This social consciousness can be attributed to self-esteem-laced parenting, educating, and counseling of the 1990s, Tulgan and Martin say. In their book, they say Gen Y kids are responding to messages from schools, homes, and churches that they can make a difference -- from toy drives to working for better child labor laws; from supporting local recycling programs to calling for corporate ecological standards.
They've been hearing these messages repeatedly all their lives. It's little wonder that Gen Y'ers exhibit an altruism that embraces the environment, poverty, and community problems. At the same time, two life-altering events the last few years played a big role in shaping the consciousness of this
generation-- the terrorist attacks of September 11 and the shootings at Columbine and other American schools.
THE APPEAL OF ARTISTRY. Take, Ji Park, who graduated from Yale University in
2002 and worked at the bond-trading desks in Wachovia Bank and another New York brokerage. She quit earlier this year to pursue her passion -- to start a restaurant. Park, 24, is trying to learn the business from the ground up and is working in two kitchens at restaurants in Philadelphia. She hopes to join the Culinary Institute of America next year.
"It's not like I didn't like working in finance, but when I evaluated my life and thought about what I wanted my life to end up being, I knew that the corporate check just didn't compare to the artistry of being a chef,"

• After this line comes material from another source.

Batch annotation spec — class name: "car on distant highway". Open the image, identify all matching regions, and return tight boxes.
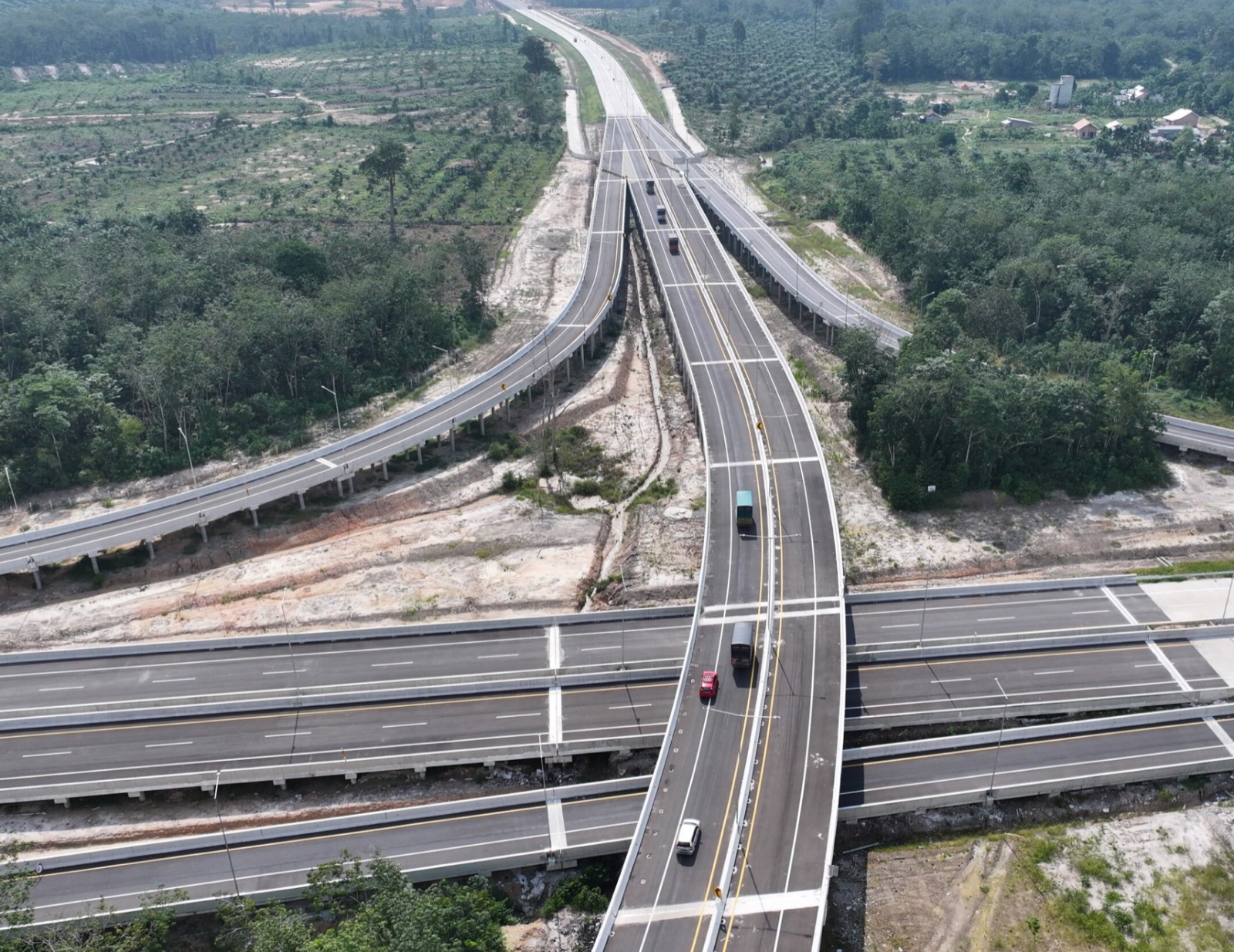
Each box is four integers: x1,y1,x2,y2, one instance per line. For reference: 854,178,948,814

says Park, who has noticed that many of her peers are making similar career switches. She acknowledges that September 11 has played a role in making Gen Y a more introspective generation.
Is Corporate America ready for them and their new attitude toward work?
Heidi Locke Simon, a partner in the San Francisco office of management consulting firm Bain & Co., hears the same refrain during campus recruiting.
"Instead of a simple 100-hour week, now the model is: work 60 hours a week, devote 20 hours to nonprofit, and spend 20 hours writing a plan to start your own business," says Simon, whose firm offers employees a flexible work schedule that's individualized according to their needs.
Companies will have to respond to this as long as labor conditions remain tight. And it would be smart for executives to check in on human resources and consider rewriting a few policies to prepare for and to capture the talent of Generation Y.